As mentioned, 1988 Ohio Atty.Gen.Opinion No. 48 concludes that a “ ‘valid certificate of training as a law enforcement officer’ is not limited to a peace officer [basic training] certificate earned pursuant to R.C. 109.77.” The Attorney General cited evidence for this conclusion within R.C. 311.01, comparing R.C. 311.01(D), which refers to a course offered by the Ohio Peace Officer Training Council, with R.C. 311.01(B)(8), which is not so specific. The contrast demonstrates that the General Assembly was aware of courses offered by the council, but consciously decided not to restrict the training certificate of R.C. 311.01(B)(8) to a specific course offered by the council.

We accept the Attorney General’s interpretation. Moreover, in keeping with Schenck’s admonition to give words limiting the right to hold office a liberal construction in favor of the person seeking to hold office, we construe R.C. 311.01(B)(8) to mean that a sheriff or candidate for sheriff must have received some training for duties as a public law enforcement officer, which training is memorialized by a certificate that was valid during at least some part of the three *136years preceding the applicable qualification date. The training need not necessarily be peace officer basic training because the General Assembly has not specified this requirement.

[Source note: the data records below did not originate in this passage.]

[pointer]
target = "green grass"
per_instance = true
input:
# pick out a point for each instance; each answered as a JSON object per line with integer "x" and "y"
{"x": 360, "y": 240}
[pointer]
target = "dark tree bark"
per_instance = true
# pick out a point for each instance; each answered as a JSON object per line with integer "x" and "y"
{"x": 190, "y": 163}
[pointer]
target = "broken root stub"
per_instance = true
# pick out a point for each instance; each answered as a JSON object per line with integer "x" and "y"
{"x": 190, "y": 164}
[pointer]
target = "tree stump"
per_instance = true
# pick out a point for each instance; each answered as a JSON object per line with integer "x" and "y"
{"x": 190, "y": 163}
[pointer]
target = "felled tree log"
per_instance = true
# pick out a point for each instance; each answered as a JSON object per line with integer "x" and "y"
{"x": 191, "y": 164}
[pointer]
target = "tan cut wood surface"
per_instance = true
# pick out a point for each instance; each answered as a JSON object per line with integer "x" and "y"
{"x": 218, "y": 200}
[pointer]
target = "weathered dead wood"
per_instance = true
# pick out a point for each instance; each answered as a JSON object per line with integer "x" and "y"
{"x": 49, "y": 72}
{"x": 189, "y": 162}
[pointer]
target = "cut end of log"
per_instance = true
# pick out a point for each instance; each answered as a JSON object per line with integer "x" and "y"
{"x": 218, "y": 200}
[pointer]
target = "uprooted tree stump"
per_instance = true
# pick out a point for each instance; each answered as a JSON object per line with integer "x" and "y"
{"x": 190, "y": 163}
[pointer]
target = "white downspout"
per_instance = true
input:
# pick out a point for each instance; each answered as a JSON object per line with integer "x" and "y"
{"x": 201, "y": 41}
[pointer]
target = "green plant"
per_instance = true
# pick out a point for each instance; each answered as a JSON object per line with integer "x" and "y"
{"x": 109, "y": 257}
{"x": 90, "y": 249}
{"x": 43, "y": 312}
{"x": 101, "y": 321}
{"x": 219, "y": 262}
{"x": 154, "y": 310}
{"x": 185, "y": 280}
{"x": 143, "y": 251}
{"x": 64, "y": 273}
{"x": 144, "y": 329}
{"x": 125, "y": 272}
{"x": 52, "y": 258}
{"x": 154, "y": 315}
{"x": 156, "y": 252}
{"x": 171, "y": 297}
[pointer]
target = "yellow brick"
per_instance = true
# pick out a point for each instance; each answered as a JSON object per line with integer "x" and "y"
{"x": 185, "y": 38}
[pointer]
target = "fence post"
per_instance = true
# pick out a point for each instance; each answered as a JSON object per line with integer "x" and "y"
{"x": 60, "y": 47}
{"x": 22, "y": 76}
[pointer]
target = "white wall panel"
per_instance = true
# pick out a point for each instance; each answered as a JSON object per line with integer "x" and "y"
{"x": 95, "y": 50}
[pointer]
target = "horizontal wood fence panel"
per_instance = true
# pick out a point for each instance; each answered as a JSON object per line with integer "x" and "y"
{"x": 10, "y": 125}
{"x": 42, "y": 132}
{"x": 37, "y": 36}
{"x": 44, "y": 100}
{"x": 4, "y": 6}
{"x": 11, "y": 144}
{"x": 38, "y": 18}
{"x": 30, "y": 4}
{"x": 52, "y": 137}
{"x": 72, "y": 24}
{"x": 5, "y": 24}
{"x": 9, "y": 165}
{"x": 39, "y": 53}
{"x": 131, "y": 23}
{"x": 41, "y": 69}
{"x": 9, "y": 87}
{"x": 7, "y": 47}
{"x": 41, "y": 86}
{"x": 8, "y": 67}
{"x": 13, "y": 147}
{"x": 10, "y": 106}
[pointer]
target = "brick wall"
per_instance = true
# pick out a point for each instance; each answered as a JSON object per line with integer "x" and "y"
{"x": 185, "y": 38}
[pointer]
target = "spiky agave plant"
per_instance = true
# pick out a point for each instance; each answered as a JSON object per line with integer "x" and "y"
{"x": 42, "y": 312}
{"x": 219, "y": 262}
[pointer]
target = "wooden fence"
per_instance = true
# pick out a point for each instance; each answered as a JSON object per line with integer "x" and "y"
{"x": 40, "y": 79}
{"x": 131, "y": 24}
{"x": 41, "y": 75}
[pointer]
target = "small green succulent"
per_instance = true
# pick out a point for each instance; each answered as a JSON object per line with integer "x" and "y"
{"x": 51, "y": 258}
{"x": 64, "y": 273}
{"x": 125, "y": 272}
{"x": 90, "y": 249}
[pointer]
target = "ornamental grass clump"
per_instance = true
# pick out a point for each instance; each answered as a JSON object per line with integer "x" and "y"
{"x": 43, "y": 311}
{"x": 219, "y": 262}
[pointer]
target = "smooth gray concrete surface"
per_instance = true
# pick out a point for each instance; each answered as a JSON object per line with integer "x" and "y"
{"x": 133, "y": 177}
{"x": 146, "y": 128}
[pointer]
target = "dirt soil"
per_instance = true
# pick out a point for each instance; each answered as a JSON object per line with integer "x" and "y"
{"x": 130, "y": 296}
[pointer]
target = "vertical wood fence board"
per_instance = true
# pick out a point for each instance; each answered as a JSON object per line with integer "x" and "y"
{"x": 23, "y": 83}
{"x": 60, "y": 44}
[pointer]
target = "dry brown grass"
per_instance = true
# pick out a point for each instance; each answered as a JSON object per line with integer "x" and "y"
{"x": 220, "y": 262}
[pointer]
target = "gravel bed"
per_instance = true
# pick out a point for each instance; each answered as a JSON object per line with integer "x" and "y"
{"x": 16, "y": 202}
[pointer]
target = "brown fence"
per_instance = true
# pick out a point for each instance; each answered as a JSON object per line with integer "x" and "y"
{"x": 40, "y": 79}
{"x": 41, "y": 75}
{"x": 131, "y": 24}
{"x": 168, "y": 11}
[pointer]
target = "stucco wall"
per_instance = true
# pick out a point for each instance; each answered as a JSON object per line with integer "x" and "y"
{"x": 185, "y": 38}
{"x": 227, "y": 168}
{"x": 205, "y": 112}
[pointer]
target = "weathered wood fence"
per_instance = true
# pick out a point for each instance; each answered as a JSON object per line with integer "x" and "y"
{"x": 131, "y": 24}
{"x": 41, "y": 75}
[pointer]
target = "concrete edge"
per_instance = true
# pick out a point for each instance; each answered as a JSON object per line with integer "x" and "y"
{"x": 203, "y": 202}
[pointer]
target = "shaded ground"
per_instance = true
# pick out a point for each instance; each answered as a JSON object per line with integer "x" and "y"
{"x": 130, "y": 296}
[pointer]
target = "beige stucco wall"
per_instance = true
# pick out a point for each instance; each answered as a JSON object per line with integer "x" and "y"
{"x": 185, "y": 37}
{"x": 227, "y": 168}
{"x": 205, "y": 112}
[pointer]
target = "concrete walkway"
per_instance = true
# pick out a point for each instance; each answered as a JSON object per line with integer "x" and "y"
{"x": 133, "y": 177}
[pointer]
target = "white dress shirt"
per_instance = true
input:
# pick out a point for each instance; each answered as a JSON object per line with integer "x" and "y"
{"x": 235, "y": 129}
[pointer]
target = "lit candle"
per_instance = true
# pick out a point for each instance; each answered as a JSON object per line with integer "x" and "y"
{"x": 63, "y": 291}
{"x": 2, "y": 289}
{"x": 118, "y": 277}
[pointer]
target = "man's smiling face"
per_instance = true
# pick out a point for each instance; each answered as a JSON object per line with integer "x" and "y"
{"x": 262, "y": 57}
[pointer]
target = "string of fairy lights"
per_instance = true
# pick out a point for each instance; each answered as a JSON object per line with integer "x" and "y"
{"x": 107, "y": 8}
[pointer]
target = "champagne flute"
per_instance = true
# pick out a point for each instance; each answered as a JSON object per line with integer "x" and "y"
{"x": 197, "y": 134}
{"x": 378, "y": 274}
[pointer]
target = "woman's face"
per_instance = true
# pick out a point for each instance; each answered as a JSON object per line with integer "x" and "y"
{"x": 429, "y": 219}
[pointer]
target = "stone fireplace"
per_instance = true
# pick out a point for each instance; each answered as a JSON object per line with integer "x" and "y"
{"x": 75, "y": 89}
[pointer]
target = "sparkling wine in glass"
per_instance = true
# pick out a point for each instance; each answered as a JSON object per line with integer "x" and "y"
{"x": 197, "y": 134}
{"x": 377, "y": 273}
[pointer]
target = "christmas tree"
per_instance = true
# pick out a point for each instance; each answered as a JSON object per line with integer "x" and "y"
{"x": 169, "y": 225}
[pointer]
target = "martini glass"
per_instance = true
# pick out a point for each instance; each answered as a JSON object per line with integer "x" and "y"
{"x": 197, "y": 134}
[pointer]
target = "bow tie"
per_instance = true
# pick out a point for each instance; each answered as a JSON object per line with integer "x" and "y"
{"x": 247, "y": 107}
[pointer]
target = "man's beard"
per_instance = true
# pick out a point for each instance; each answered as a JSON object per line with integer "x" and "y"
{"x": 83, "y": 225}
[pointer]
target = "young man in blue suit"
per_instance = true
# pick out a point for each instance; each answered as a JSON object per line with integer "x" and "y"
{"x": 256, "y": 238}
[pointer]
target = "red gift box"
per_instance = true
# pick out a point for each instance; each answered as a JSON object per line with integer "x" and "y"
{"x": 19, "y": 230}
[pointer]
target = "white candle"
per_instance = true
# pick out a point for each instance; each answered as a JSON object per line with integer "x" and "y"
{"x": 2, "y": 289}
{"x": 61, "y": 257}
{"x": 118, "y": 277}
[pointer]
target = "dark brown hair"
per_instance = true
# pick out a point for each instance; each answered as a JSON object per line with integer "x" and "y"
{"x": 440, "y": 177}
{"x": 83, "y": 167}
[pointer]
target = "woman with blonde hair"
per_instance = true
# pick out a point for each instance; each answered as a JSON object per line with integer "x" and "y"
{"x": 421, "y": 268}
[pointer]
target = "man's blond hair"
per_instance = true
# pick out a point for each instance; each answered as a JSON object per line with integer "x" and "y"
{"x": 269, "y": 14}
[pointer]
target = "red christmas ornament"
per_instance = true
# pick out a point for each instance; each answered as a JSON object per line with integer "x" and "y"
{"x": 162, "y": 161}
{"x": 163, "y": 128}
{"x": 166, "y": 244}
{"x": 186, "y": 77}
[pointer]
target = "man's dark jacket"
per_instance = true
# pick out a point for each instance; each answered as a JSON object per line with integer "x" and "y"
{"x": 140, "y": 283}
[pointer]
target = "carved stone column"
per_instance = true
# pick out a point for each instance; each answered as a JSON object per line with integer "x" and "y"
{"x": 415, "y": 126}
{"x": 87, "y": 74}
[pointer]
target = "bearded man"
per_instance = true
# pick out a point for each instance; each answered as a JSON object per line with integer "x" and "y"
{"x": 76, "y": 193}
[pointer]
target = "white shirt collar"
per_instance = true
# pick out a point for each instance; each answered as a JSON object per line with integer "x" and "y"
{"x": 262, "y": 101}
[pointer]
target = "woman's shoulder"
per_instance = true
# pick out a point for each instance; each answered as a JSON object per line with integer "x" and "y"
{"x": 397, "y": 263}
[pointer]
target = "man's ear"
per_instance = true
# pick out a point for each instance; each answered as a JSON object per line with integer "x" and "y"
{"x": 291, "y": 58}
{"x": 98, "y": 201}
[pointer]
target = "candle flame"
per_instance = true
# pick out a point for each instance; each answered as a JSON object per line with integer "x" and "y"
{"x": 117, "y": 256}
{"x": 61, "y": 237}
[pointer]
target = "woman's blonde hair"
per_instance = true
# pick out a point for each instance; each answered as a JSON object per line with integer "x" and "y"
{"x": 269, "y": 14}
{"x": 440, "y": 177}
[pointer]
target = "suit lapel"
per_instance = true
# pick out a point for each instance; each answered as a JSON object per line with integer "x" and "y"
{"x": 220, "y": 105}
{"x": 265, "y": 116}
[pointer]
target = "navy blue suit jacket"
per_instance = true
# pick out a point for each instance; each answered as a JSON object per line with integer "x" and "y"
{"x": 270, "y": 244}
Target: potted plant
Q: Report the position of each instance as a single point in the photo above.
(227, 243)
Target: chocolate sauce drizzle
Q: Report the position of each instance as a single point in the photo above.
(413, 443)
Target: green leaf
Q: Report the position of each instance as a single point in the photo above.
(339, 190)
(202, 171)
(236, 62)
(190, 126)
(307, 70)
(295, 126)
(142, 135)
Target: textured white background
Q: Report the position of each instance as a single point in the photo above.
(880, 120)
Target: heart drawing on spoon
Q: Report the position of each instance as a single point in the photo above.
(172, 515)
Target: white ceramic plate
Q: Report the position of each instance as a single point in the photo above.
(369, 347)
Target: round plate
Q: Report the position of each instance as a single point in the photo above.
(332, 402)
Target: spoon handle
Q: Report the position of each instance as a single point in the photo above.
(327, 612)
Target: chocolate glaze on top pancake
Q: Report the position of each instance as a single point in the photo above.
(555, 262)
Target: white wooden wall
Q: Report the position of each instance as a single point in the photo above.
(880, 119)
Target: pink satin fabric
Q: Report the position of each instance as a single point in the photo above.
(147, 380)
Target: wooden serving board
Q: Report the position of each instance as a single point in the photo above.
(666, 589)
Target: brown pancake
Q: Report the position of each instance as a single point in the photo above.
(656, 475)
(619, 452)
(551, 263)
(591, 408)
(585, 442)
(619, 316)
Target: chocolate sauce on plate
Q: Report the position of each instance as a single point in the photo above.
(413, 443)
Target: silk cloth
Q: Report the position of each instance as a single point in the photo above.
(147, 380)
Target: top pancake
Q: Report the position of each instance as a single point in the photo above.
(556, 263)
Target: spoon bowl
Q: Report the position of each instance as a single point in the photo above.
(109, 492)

Applying our construction to this case, we hold that respondent’s training certificates, showing that he received various kinds of ancillary law enforcement training between 1979 and 1984, and remaining unrevoked and unexpired, satisfy R.C. 311.01(B)(8), regardless of whether his basic training certificate was valid. Respondent has thus qualified as sheriff and is not holding that office unlawfully. Therefore, we deny the writ of quo warranto.

Writ denied.

Moyer, C.J., A.W. Sweeney, Douglas, Wright, Resnick, F.E. Sweeney and Pfeifer, JJ., concur.